Methods: Recurrent lymph node metastasis was detected in 68 patients with thoracic esophageal carcinoma after curative esophagectomy (R0, International Union Against Cancer criteria). Multimodal treatment was performed in 41 patients: 19 patients underwent lymphadenectomy with adjuvant therapy, and 22 received definitive chemoradiotherapy and repeated chemotherapy. The remaining 27 patients (40%) received chemotherapy or best supportive care.

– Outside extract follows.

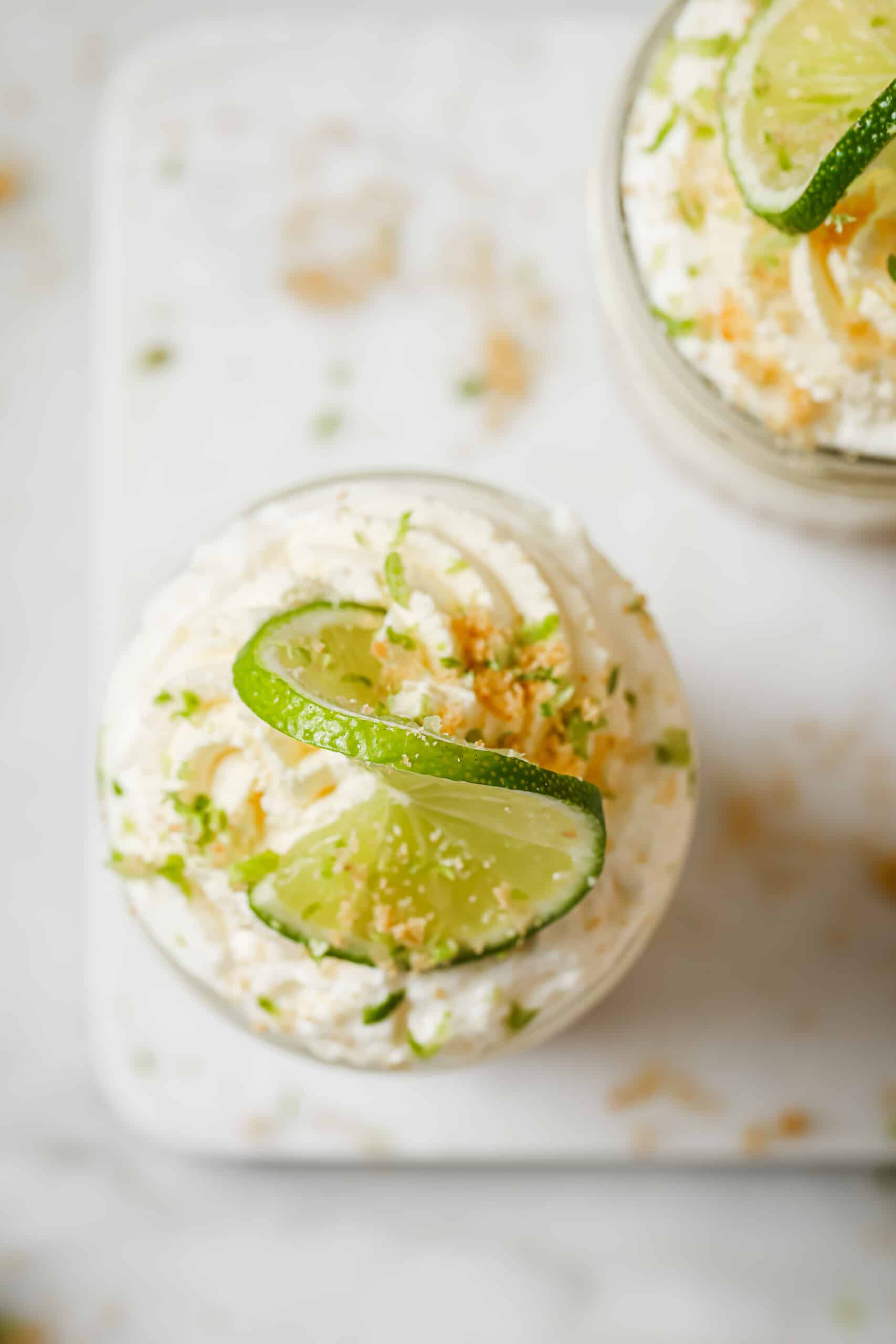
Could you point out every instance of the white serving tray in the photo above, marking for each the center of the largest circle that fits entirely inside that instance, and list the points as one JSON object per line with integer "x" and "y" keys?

Results: Survival of the lymphadenectomy and the chemoradiotherapy groups was significantly better than that of the patients who received chemotherapy or best supportive care (P < .0001). Fifteen patients (79%) underwent curative lymph node dissection (R0) in the lymphadenectomy group. Complete response, partial response, and stable disease were obtained in 8 (37%), 10 (45%), and 4 (18%) patients who received chemoradiotherapy, respectively. There was no statistically significant difference in survival between the lymphadenectomy and the chemoradiotherapy groups. Although the location of lymph node metastasis did not influence survival significantly, seven patients with nodes around the abdominal aorta did not survive longer than 3 years. The most common repeat recurrence pattern was organ metastasis after the treatment. Multivariate analysis showed that the number of metastatic nodes and tumor marker were independent prognostic factors.
Conclusion: Multimodal treatment including lymphadenectomy and chemoradiotherapy could improve survival of the patients with lymph node recurrence of esophageal carcinoma after curative resection.